The three brothers, Jim, Joe, and Jack, known in the household as the “three Jays,” came tumbling down the short flight of stairs from the bedroom above to the little first-floor kitchen, which they immediately seemed to fill with their noisy presence. They were so nearly of one size that strangers often mistook one for another, and they were all as ruddy and round as boys could be. Yet their noise was happy noise and disturbed nobody; and they good-naturedly made room for Sarah Jane, their “sister next youngest but the twins,” as they commonly mentioned her.

Those twins! My! but weren’t they the pride of everybody’s heart, with their fair little faces, like a pair of dolls; and their round blue eyes which were always watching out for mischief to be done. Their names had been selected “right out of a story book” that their mother had once read, and expressed about the only “foolishness” of which the busy woman had ever been guilty.
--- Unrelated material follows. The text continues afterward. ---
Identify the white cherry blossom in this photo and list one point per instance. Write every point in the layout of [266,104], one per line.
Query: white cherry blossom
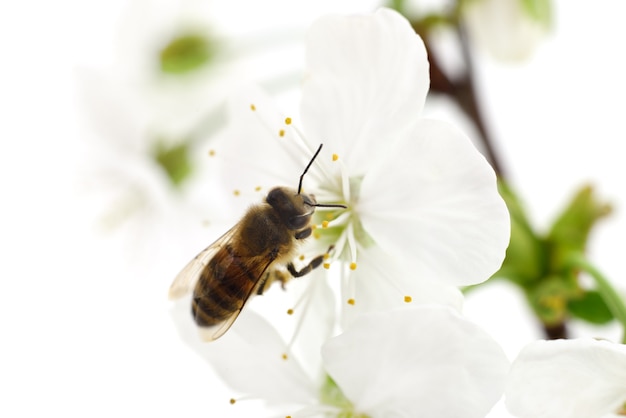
[420,198]
[581,378]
“Ivanora! Idelia! Truck and dicker! Why, Mary wife, such names will handicap the babies from the start. Who can imagine an Ivanora making bread? or an Idelia scrubbing a floor? But, however, if it pleases you, all right, though I do think a sensible Susan or Hannah would be more useful to girls of our walk in life.”

“Oh! I don’t object to those either. Let’s put them on behind the pretty ones; and maybe they’ll not have to scrub floors or make bread, the sweet darlings,” answered the wife, when soon after the babies’ birth the important matter of naming them arose.

At the moment when the father and Molly were watching the storm from one small window, while the three Jays and Sarah Jane occupied the other, these youngest members of the big family were seated upon a gray blanket behind the stove. They had been placed there by their careful mother, as a safeguard against cold and exposure, and in dangerous proximity to a pan of bread dough which had been set to rise. It was due to the excitement of the storm that, for once, their mother forgot them; and it was not till she called, “All hands round!” and the family filed into place about the big table that she remembered them; or, rather, had her attention called to them by Sarah Jane, the caretaker of the household.

“Oh! mother Johns! the twins! the twins!”

“Bless me! the twins, indeed! the bread-maker’s beginning early, Mary wife!” laughed the plumber.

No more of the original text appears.